Jensen approached Soul and her clinical colleagues in Neurology and Neonatology to embark on what could be the final step: a clinical trial. This spring, Soul will begin to enroll about 50 newborns at risk for early seizures. It's a tricky trial to do, since those first hours of life are critical and treatment needs to start quickly. As soon as the babies arrive at Children's and are found to qualify for the trial, researchers will enroll them, place EEG leads on them and start them on conventional phenobarbital treatment. Two thirds of the babies will also receive bumetanide.
Over the next 48 hours, Soul and her colleagues will perform continuous EEG monitoring and data collection to see if the seizure activity stops. Lab tests and clinical monitoring will determine how the drug is metabolized and how well the infants tolerate it. Magnetic resonance imaging will be performed to determine if there is any brain injury. Soul will then evaluate the infants every few months to assess their neurologic development and determine whether they are still having seizures. Finally, between 18 and 22 months of age, the children will undergo detailed developmental testing for cognitive or motor problems. If all goes well, Soul and Jensen hope this pilot study will lead to a large multicenter trial.
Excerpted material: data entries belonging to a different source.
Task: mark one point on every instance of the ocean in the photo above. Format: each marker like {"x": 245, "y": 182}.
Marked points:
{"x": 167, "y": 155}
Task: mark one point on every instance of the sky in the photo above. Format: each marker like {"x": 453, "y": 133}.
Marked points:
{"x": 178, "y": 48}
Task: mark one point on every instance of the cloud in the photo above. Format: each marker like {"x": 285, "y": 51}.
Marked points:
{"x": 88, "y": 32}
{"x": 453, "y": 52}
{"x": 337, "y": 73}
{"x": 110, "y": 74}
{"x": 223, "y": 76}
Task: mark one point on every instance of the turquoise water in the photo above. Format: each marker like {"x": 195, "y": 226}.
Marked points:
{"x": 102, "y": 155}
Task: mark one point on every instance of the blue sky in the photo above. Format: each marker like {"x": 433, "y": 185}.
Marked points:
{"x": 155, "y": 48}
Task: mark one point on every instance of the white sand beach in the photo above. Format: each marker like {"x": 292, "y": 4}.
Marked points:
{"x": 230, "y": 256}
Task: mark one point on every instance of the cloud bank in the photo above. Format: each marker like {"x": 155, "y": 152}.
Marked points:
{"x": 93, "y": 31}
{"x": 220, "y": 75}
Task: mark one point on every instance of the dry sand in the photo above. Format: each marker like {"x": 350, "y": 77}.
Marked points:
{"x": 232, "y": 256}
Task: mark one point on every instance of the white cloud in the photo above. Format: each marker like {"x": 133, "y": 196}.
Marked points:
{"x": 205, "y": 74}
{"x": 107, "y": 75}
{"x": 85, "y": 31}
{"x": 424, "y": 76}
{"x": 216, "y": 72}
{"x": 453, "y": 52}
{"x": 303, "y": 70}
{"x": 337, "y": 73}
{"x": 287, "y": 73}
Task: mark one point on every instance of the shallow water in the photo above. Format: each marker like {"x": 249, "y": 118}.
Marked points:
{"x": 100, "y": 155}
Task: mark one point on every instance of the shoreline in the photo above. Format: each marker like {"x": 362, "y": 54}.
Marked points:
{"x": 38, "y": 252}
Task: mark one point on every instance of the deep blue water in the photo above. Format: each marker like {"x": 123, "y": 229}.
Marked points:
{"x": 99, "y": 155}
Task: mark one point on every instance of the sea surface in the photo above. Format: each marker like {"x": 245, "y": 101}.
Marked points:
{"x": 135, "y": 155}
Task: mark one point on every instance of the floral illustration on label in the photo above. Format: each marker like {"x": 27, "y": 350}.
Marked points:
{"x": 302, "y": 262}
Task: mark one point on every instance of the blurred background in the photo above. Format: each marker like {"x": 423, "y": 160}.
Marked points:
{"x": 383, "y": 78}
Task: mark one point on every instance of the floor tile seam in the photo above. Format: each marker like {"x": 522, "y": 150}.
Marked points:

"I've always been interested in the mechanisms of injury on a cellular level," says Jensen. "But this translational part is especially exciting. At Children's, we have world-class basic neuroscientists, but we also have the ability to look at human tissue, extrapolate findings from animal to human and finally, of course, enroll our patients in clinical trials. There couldn't be a more ideal environment to put it all together."
Cammy today is an enthusiastic, gregarious daddy's girl who loves Elmo and is almost always smiling. She has made remarkable strides, largely due to her parents' dedication to helping her learn. They've been teaching her through Verbal Behavior, a system of repetitive presentations of material known to work well in children with autism.
"Cammy is showing progress, but if we could have controlled the seizures better early on, she might be starting from a higher baseline now," says her father, Randall. "We hold out hope that some of the research findings will have relevance for older kids."
In the meantime, Cammy regularly comes to Children's to see ophthalmology, neurology, occupational therapy and developmental medicine specialists. Her last EEG showed sleep seizure activity 95 percent of the time, so she's taking a new combination of drugs in hopes of smoothing out some of that activity.
"We know there is no magic pill," says Pamela. "But it's amazing to think that they're working on something that could help other children lead better lives. It would be quite a breakthrough—and help so many families."